Hypertension affects more than a quarter of the world's adult population.
Essential, or primary, or idiopathic hypertension is historically defined as a rise in blood pressure (BP) without any known causes, which still accounts for ≈95% of all hypertension 1).
Ever since the identification of hypertension in 1872, researchers have struggled to find its cause(s) with only minor successes 2).

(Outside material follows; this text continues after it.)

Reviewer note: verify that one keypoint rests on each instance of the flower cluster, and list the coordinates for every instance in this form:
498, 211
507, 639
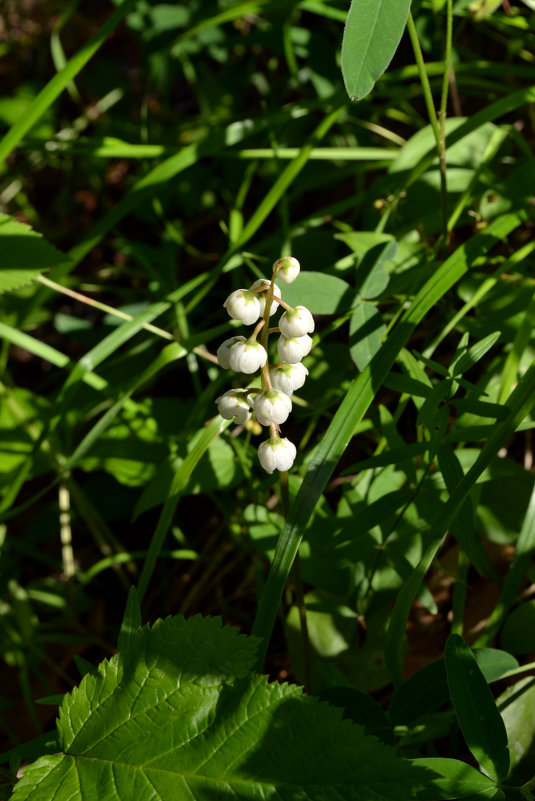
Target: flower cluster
271, 404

Whereas multiple risk factors for hypertension, including genetic variations, obesity, insulin resistance, high alcohol intake, and stress, have been identified, primary causes for hypertension remain elusive. Also, the predictive factors for its development are unclear 3) 4) 5).
Despite medical advancements, no underlying cause can be found in more than 9 out of 10 patients with hypertension. Although elevated sympathetic nervous activity contributes to the development of hypertension, the mechanism by which this occurs remains poorly understood 6).
The so-called Cushing reflex has been suggested to explain arterial hypertension. According to this mechanism, hypoperfusion of the rostral ventrolateral medulla induces sympathetic nervous system activation and a pressor response. The pressor response then increases perfusion of a primary brain area regulating sympathetic activity, but in doing so heightens systemic blood pressure. The initial hypoperfusion could arise as a result of narrowed vertebral arteries—evident as high resistance and low flow in these arteries. Although systemic hypertension might lead via remodeling to a narrowing of vertebral arteries, it has been suggested that hypertension is the result of narrowed vertebral arteries rather than the cause 7).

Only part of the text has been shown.